Letters to the editor not only provide you with a forum where you may share your perspective on an issue, you also can use a letter to bring attention to yourself and your business. Although most publications are resistant to writers using the letters section for self-promotion, your professional credentials may be published if they lend credibility to the point of view you express in your letter. If nothing else, you may get your company name mentioned.
When I had a letter published in Inc. Magazine I was identified with my business name, IdeaLady.com. Although I did not notice a flood of traffic to my Web site as a result, you never know who may happen to read my letter, visit the Web site, and become a customer.

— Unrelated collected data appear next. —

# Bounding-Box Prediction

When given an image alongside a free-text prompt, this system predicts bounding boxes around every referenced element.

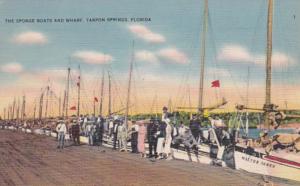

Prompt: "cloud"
[217,44,252,62]
[206,67,230,77]
[253,52,295,68]
[13,31,48,45]
[135,50,159,64]
[128,24,166,43]
[72,51,113,64]
[218,44,295,68]
[157,48,189,64]
[1,63,23,73]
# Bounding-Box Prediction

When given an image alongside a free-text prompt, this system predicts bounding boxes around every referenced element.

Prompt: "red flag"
[70,106,76,110]
[94,97,98,102]
[211,80,220,88]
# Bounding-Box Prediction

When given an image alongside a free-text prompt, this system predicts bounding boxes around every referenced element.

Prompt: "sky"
[0,0,299,117]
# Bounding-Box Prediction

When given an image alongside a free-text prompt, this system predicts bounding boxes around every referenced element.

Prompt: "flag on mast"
[211,80,220,88]
[94,97,98,102]
[70,106,76,110]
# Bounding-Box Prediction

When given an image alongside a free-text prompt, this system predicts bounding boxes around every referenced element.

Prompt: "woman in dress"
[137,121,146,157]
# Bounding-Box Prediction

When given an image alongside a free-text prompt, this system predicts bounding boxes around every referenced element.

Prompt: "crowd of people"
[0,106,236,159]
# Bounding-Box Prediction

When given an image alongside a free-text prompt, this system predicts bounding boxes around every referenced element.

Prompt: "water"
[244,128,296,139]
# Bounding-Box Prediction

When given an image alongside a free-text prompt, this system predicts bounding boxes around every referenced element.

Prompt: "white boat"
[234,145,300,182]
[171,129,226,166]
[229,0,300,182]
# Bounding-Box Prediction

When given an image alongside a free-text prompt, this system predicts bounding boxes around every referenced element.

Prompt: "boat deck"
[0,130,298,186]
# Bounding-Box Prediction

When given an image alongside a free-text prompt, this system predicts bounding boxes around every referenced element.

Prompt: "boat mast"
[198,0,208,113]
[44,85,50,118]
[21,95,26,121]
[99,70,105,116]
[124,41,135,129]
[77,65,81,117]
[65,67,71,118]
[3,108,6,120]
[62,90,66,118]
[38,92,44,120]
[16,98,20,121]
[58,94,61,117]
[264,0,273,129]
[33,102,36,120]
[12,97,16,120]
[108,71,112,116]
[7,105,10,120]
[93,90,96,116]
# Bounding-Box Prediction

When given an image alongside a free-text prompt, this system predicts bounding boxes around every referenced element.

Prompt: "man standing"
[147,118,158,158]
[95,116,104,146]
[189,114,201,142]
[156,121,167,159]
[71,120,80,146]
[112,120,120,150]
[118,122,128,152]
[56,120,67,149]
[87,123,96,146]
[131,121,138,153]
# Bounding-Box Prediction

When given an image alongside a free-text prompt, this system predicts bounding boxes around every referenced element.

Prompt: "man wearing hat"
[56,120,67,149]
[258,130,271,148]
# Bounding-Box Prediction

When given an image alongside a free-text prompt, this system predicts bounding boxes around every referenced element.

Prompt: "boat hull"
[234,151,300,182]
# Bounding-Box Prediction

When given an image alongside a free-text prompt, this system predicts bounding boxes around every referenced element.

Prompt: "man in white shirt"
[56,120,67,149]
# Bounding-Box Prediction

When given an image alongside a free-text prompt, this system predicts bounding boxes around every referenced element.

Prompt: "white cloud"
[207,67,230,77]
[135,50,159,63]
[128,24,166,43]
[1,63,23,73]
[253,52,295,68]
[157,48,189,64]
[13,31,48,45]
[217,44,252,62]
[72,51,113,64]
[218,44,295,68]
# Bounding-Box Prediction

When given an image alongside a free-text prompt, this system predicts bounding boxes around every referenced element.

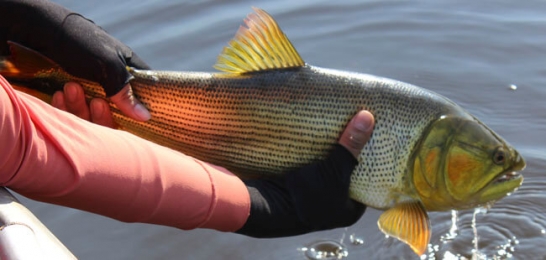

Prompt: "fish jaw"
[411,115,526,212]
[478,147,525,204]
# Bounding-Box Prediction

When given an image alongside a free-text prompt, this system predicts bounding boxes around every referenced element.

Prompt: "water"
[14,0,546,259]
[299,240,348,259]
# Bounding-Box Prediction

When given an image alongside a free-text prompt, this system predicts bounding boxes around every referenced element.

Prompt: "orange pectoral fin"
[377,201,431,256]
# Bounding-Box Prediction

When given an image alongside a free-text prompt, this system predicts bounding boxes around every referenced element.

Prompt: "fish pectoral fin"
[377,201,431,256]
[213,7,305,74]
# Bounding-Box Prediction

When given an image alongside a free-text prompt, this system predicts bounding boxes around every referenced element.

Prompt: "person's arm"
[0,0,150,121]
[0,75,248,231]
[51,82,375,236]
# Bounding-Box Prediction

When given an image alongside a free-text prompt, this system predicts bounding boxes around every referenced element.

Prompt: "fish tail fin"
[0,41,68,100]
[1,42,61,76]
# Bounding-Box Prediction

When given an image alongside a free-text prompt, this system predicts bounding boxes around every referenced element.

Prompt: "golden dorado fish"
[0,7,525,256]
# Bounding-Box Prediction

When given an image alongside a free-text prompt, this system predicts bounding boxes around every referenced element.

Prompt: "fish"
[0,7,525,256]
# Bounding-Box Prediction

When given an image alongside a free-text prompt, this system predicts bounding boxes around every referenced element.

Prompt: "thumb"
[338,110,375,158]
[110,84,151,121]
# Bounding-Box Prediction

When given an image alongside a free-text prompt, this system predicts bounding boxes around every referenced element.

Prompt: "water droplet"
[304,240,348,260]
[349,234,364,245]
[471,207,488,258]
[494,236,519,258]
[541,229,545,234]
[441,210,459,242]
[442,250,459,260]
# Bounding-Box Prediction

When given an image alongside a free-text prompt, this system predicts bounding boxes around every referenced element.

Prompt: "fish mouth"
[480,161,525,205]
[492,170,522,184]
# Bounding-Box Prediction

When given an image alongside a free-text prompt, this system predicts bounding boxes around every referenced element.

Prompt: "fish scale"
[87,65,451,209]
[348,77,445,208]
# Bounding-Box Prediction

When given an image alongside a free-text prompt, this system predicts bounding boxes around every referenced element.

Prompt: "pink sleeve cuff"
[191,160,250,231]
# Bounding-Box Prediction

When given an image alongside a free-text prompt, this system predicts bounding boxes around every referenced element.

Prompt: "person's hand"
[0,0,151,121]
[52,82,116,128]
[237,110,375,237]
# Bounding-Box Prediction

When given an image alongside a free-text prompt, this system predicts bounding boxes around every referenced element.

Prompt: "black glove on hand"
[237,144,366,237]
[0,0,150,96]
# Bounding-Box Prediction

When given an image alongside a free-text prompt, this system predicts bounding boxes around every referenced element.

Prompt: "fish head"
[411,114,525,211]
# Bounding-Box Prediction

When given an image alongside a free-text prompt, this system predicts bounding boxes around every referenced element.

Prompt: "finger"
[110,84,151,121]
[63,82,91,121]
[90,98,116,128]
[338,110,375,158]
[51,91,67,111]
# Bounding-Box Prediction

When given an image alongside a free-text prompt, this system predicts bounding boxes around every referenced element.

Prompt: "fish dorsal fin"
[377,201,431,256]
[213,7,304,73]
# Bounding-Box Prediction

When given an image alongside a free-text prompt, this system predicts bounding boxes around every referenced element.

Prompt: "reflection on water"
[441,211,459,243]
[300,232,367,259]
[300,240,348,260]
[304,208,521,260]
[471,208,488,260]
[438,209,513,260]
[17,0,546,259]
[349,234,364,246]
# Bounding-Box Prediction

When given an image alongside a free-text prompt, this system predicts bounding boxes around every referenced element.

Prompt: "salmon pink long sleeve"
[0,76,250,232]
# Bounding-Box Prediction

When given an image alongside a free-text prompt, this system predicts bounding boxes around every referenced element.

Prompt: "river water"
[14,0,546,259]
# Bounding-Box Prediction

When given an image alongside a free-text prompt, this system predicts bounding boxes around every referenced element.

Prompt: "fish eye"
[493,147,506,165]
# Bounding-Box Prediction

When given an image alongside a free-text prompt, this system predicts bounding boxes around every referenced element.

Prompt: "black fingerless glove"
[0,0,150,96]
[236,144,366,237]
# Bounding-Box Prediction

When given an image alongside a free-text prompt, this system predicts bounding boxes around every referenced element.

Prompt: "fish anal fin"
[377,201,431,256]
[213,7,305,74]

Although I’ve only written about a dozen letters to editors in my life, I’ve had most of them published in publications ranging from the Houston Chronicle (three times), to Forbes magazine to the Wall Street Journal (twice) and others. You can increase the chance that your letter will be selected by following a few simple guidelines
Take a position. You can be for something or against it, but pick one. Do not try to lay out both sides. State your position and why.
If you are responding to an article they published, mention the article and date.
Do not cover multiple issues. Stay focused.
Do not use profanity or engage in name calling. Be professional and polite.
Use proper spelling, grammar and punctuation, even in e-mail.
Get your letter in while the issue is still hot. Most publications accept letters via e-mail. Look for an e-mail address on the letters page, or at their Web site.
Keep it short. Some letters must be long, but most can be kept short. That makes it easier for the editor to use your letter, and increases your chance of getting some of the limited letters space. To tighten your writing, take out unnecessary words such as very, so, really, and other vague qualifiers. Even if you keep your letter short, understand that the editor my still make cuts.
Some comments are too long to fit the letters to the editor format. If you have a long commentary, consider submitting an “op-ed” or essay. Not only do you get more space to explain your point of view, you will generally get a byline with a brief explanation of your credentials. And, you may even get paid.
If the publication has guidelines on its Web site, follow them. They may specify that you must include full contact information with your letter, or specify a maximum length.
Watch for opportunities to comment on issues related to your industry or expertise, then fire off a great letter.